If you have been injured in a car accident, you need a skilled legal advocate on your side. At the Law Offices of Robert Dixon, our reputable Miami auto accident attorneys thoroughly understand the nuances of Florida personal injury law, including the process of obtaining evidence from the other parties in the case.
Dade Truss Co. v. Beaty
In a recent case, a Florida appeals court held that a defendant could not improperly avoid discovery based on untrue claims of privilege. In July of 2016, the plaintiffs got into a motor vehicle accident with the defendant, who was driving a tractor-trailer owned by his employer. In September 2016, the plaintiffs filed a personal injury lawsuit against the defendant, shortly after which began the process of discovery. During the process, the defendants noted a private investigator as a fact witness. The private investigator was subpoenaed for a deposition and he was requested to bring all documents relevant to his investigation of the plaintiff. When the deposition ended, the plaintiff’s lawyer stated that the private investigator would give his opinions on a future date.

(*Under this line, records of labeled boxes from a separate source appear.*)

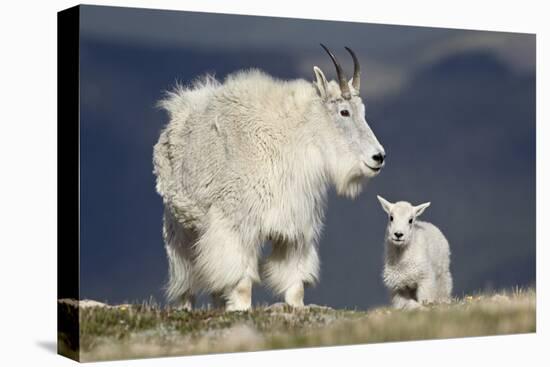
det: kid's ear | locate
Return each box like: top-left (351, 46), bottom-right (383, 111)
top-left (313, 66), bottom-right (328, 99)
top-left (376, 195), bottom-right (393, 214)
top-left (414, 202), bottom-right (431, 217)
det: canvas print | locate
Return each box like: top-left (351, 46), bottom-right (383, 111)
top-left (58, 6), bottom-right (536, 361)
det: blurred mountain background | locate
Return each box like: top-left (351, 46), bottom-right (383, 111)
top-left (80, 6), bottom-right (535, 308)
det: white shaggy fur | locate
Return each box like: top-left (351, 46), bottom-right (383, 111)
top-left (154, 67), bottom-right (384, 310)
top-left (378, 196), bottom-right (453, 309)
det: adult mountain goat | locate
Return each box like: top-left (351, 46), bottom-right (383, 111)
top-left (154, 45), bottom-right (385, 310)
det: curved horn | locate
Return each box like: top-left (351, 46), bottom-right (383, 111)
top-left (345, 47), bottom-right (361, 93)
top-left (321, 43), bottom-right (351, 99)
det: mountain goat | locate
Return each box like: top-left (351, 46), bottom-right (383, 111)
top-left (378, 196), bottom-right (453, 309)
top-left (153, 45), bottom-right (385, 310)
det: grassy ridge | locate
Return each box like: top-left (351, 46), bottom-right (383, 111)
top-left (59, 289), bottom-right (536, 361)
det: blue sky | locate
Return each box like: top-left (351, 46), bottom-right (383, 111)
top-left (80, 6), bottom-right (535, 308)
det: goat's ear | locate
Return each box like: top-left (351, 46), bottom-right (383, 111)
top-left (376, 195), bottom-right (393, 214)
top-left (414, 202), bottom-right (431, 217)
top-left (313, 66), bottom-right (328, 99)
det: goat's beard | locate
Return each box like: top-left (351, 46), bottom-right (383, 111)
top-left (336, 170), bottom-right (368, 199)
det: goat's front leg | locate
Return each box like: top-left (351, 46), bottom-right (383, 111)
top-left (391, 289), bottom-right (422, 310)
top-left (224, 278), bottom-right (252, 311)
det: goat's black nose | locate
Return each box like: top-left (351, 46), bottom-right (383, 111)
top-left (372, 153), bottom-right (386, 164)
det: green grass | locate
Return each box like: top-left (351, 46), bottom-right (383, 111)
top-left (59, 289), bottom-right (536, 361)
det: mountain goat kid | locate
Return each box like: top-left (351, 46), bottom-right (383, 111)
top-left (153, 46), bottom-right (385, 310)
top-left (378, 196), bottom-right (453, 309)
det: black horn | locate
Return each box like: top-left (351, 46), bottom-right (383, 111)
top-left (345, 47), bottom-right (361, 93)
top-left (321, 43), bottom-right (351, 99)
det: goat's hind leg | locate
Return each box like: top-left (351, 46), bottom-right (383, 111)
top-left (163, 209), bottom-right (196, 310)
top-left (262, 241), bottom-right (319, 307)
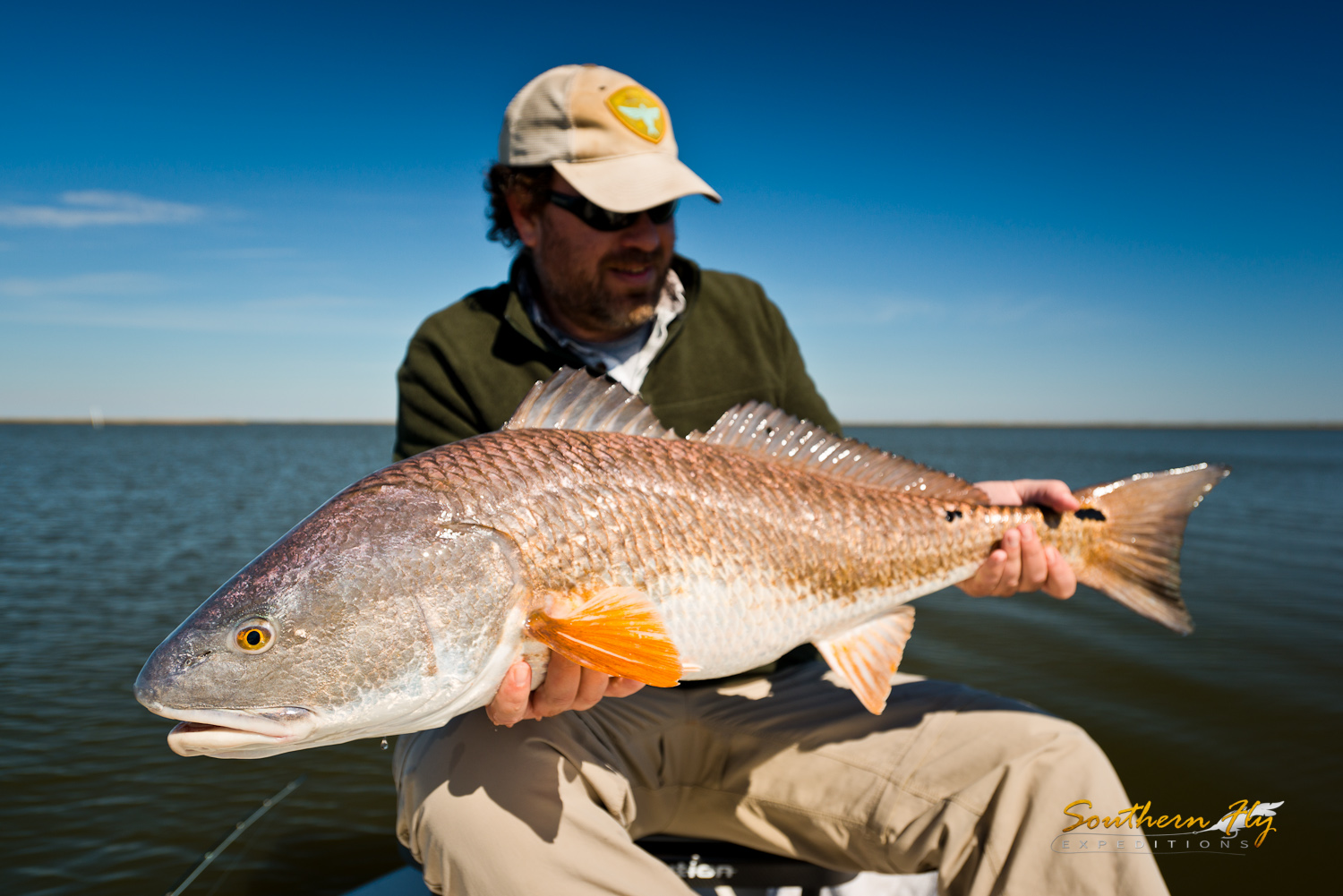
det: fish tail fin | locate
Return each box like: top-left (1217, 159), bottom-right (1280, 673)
top-left (1074, 464), bottom-right (1232, 634)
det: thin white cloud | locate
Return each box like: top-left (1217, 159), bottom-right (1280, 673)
top-left (0, 271), bottom-right (168, 298)
top-left (0, 190), bottom-right (206, 228)
top-left (187, 246), bottom-right (298, 260)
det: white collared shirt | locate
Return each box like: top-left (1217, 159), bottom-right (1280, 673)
top-left (526, 270), bottom-right (685, 395)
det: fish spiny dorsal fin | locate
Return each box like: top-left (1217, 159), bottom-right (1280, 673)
top-left (504, 367), bottom-right (677, 439)
top-left (687, 402), bottom-right (990, 504)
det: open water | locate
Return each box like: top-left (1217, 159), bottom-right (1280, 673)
top-left (0, 426), bottom-right (1343, 896)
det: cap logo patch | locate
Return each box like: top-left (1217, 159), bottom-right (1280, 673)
top-left (606, 85), bottom-right (668, 142)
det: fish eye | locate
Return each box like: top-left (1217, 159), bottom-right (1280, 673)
top-left (234, 619), bottom-right (276, 653)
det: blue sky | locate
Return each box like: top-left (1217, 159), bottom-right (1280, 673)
top-left (0, 3), bottom-right (1343, 422)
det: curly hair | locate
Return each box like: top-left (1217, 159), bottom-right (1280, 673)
top-left (485, 163), bottom-right (555, 246)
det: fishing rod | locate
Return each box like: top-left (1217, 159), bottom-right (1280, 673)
top-left (168, 775), bottom-right (308, 896)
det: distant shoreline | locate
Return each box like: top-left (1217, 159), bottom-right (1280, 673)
top-left (0, 416), bottom-right (1343, 431)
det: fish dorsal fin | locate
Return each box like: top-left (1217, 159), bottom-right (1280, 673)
top-left (504, 367), bottom-right (677, 439)
top-left (687, 402), bottom-right (988, 504)
top-left (813, 604), bottom-right (915, 716)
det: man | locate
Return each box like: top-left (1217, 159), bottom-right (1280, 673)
top-left (395, 66), bottom-right (1165, 896)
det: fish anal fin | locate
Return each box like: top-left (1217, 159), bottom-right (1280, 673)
top-left (687, 402), bottom-right (990, 505)
top-left (813, 606), bottom-right (915, 716)
top-left (526, 587), bottom-right (681, 687)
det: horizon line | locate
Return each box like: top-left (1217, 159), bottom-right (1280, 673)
top-left (0, 416), bottom-right (1343, 430)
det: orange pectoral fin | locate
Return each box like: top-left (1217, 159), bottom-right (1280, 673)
top-left (526, 588), bottom-right (681, 687)
top-left (813, 606), bottom-right (915, 716)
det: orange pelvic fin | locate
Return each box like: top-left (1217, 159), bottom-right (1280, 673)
top-left (813, 606), bottom-right (915, 716)
top-left (526, 587), bottom-right (681, 687)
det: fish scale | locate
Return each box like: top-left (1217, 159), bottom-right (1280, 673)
top-left (136, 371), bottom-right (1228, 757)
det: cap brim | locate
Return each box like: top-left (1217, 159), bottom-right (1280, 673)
top-left (551, 152), bottom-right (723, 212)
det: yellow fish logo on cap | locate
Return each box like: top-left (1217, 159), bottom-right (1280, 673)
top-left (606, 85), bottom-right (668, 142)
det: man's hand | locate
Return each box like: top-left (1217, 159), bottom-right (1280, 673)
top-left (959, 480), bottom-right (1082, 599)
top-left (485, 650), bottom-right (644, 728)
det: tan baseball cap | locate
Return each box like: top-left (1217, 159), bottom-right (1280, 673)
top-left (500, 66), bottom-right (723, 212)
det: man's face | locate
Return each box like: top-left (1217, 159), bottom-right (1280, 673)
top-left (509, 174), bottom-right (676, 341)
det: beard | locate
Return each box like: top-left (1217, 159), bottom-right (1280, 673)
top-left (536, 237), bottom-right (672, 338)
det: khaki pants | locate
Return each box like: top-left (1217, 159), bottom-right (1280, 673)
top-left (394, 663), bottom-right (1166, 896)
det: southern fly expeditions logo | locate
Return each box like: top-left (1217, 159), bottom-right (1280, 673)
top-left (606, 85), bottom-right (668, 142)
top-left (1050, 799), bottom-right (1286, 856)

The plaintiffs then made a request for production, which is a legal request for documents related to the case made to the opposing party. Specifically, the plaintiffs sought documents that showed the private investigator’s insights and observations. The defendants objected citing work product privilege and removing the private investigator from the witness list. The trial court overruled the defendant’s objection. In addition, defendants objected to other requests for production citing work product privilege for some and general objections to the others. However, the defendants did not file a privilege log identifying the documents they claimed to be privileged. As such, the trial court overruled the objections and ordered document production within ten days. The defendants filed a certiorari petition.